As you mention in your question, everything that can be coded in binary (that is, every countable set) can also be encoded in unary. Arrange all binary strings in some order, say $$ \epsilon, 0, 1, 00, 01, 10, 11, \ldots. $$ Let $w_i$ be the $i$th string in this order. You can convert from binary to unary by mapping $w_i$ to $1^i$ and vice versa.

You mention that you are worried that this encoding is not efficient. From the perspective of complexity theory, this is not so clear, since if your representation is very large, then it is fair to allow you a lot of time to encode and decode it. In formal terms, for a representation of length $n$, you should be able to encode and decode in time polynomial in $n$.

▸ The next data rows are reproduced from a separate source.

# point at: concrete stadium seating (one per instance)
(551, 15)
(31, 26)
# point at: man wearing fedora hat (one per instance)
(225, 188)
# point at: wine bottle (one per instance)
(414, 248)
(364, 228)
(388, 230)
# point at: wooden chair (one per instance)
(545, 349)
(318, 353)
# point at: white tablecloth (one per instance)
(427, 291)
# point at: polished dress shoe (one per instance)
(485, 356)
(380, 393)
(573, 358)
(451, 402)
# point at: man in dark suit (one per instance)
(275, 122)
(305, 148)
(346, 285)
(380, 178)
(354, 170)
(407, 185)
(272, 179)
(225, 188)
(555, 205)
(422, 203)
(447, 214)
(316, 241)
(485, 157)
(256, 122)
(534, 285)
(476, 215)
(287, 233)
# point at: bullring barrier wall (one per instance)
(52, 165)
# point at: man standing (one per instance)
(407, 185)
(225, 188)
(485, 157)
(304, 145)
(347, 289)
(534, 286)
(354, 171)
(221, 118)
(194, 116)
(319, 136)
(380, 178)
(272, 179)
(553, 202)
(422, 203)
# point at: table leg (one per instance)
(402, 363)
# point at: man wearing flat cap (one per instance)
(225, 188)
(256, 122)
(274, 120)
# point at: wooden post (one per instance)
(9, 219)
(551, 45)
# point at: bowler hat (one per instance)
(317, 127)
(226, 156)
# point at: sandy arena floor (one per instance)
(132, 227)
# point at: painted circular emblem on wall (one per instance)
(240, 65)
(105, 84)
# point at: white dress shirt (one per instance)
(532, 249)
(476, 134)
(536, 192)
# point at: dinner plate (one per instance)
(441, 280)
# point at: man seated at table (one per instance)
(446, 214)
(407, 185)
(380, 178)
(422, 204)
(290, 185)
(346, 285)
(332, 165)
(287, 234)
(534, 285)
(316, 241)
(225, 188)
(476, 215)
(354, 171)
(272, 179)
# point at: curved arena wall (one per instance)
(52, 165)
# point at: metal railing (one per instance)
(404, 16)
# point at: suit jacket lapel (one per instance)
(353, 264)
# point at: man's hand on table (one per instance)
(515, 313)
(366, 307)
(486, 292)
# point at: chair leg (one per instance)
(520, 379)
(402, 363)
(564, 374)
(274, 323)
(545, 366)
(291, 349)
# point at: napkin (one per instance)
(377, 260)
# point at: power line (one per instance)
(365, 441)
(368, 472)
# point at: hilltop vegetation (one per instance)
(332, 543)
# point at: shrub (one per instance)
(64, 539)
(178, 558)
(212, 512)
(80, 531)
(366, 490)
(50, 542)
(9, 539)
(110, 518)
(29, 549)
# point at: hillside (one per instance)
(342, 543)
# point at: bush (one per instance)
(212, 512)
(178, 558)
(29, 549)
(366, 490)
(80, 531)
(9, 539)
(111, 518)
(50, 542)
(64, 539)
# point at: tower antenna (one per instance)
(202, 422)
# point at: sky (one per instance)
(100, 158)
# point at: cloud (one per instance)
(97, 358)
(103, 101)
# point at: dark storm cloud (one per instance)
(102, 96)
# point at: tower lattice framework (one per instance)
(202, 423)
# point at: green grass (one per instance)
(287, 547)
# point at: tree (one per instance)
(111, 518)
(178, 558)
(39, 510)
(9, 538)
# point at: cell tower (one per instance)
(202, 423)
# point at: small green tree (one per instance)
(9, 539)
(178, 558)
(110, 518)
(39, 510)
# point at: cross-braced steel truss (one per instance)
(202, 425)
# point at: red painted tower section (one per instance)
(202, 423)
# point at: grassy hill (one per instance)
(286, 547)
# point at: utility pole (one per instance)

Consider the example of graphs. In order to encode a graph in unary, you first encode it in binary, say using $m$ bits. Then you output $1^n$ for some $n \approx 2^m$. You can easily compute the output in time polynomial in $n$. Going the other way around, you can convert $1^n$ to the corresponding binary string $w_n$ in time polynomial in $n$ as well, and decoding the binary representation only takes time polynomial in $m = O(\log n)$.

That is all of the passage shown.